Ignore duplicates when producing map using streams
JavaJava 8Java StreamJava Problem Overview
Map<String, String> phoneBook = people.stream()
.collect(toMap(Person::getName,
Person::getAddress));
I get java.lang.IllegalStateException: Duplicate key
when a duplicated element is found.
Is it possible to ignore such exception on adding values to the map?

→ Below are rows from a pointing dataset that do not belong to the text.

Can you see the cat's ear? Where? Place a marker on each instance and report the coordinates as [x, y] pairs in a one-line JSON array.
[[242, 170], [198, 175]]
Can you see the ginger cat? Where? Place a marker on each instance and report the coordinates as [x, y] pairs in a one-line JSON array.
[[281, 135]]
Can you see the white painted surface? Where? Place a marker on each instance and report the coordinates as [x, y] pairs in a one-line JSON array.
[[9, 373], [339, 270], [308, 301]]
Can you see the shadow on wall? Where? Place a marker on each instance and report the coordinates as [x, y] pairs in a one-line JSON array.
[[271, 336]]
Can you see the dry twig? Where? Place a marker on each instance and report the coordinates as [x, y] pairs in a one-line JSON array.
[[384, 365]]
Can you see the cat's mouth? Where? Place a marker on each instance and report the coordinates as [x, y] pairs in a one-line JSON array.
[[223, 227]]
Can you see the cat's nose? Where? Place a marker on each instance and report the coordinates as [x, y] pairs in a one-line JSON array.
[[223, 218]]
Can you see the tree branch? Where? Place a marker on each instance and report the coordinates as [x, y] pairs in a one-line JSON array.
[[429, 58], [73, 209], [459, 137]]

When there is duplicate it simply should continue by ignoring that duplicate key.
Java Solutions
Solution 1 - Java
This is possible using the mergeFunction
parameter of Collectors.toMap(keyMapper, valueMapper, mergeFunction)
:
Map<String, String> phoneBook =
people.stream()
.collect(Collectors.toMap(
Person::getName,
Person::getAddress,
(address1, address2) -> {
System.out.println("duplicate key found!");
return address1;
}
));
mergeFunction
is a function that operates on two values associated with the same key. adress1
corresponds to the first address that was encountered when collecting elements and adress2
corresponds to the second address encountered: this lambda just tells to keep the first address and ignores the second.
Solution 2 - Java
As said in JavaDocs:
> If the mapped keys contains duplicates (according to
> Object.equals(Object)
), an IllegalStateException
is thrown when the
> collection operation is performed. If the mapped keys may have
> duplicates, use toMap(Function keyMapper, Function valueMapper, BinaryOperator mergeFunction)
instead.
So you should use toMap(Function keyMapper, Function valueMapper, BinaryOperator mergeFunction)
instead. Just provide a merge function, that will determine which one of duplicates is put in the map.

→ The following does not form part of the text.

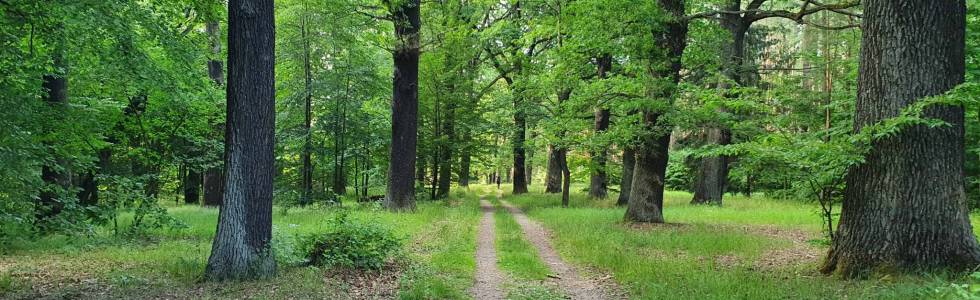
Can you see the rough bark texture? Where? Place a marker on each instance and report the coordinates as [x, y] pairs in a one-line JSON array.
[[599, 181], [465, 159], [404, 108], [446, 151], [647, 193], [241, 245], [520, 133], [712, 174], [214, 177], [712, 177], [905, 208], [192, 187], [53, 174], [306, 156], [566, 182], [626, 185], [552, 179]]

For example, if you don't care which one, just call
Map<String, String> phoneBook =
people.stream()
.collect(Collectors.toMap(Person::getName,
Person::getAddress,
(a1, a2) -> a1));
Solution 3 - Java
The answer from alaster helped me a lot, but I would like to add meaningful information if someone is trying to group the data.
If you have, for example, two Orders
with the same code
but different quantity
of products for each one, and your desire is to sum the quantities, you can do the following:
List<Order> listQuantidade = new ArrayList<>();
listOrders.add(new Order("COD_1", 1L));
listOrders.add(new Order("COD_1", 5L));
listOrders.add(new Order("COD_1", 3L));
listOrders.add(new Order("COD_2", 3L));
listOrders.add(new Order("COD_3", 4L));
listOrders.collect(Collectors.toMap(Order::getCode,
o -> o.getQuantity(),
(o1, o2) -> o1 + o2));
Result:
{COD_3=4, COD_2=3, COD_1=9}
Or, from the javadocs, you can combine addresses:
Map<String, String> phoneBook
people.stream().collect(toMap(Person::getName,
Person::getAddress,
(s, a) -> s + ", " + a));
Solution 4 - Java
For grouping by Objects
Map<Integer, Data> dataMap = dataList.stream().collect(Collectors.toMap(Data::getId, data-> data, (data1, data2)-> {LOG.info("Duplicate Group For :" + data2.getId());return data1;}));
Solution 5 - Java
For anyone else getting this issue but without duplicate keys in the map being streamed, make sure your keyMapper function isn't returning null values.
It's very annoying to track this down because when it processes the second element, the Exception will say "Duplicate key 1" when 1 is actually the value of the entry instead of the key.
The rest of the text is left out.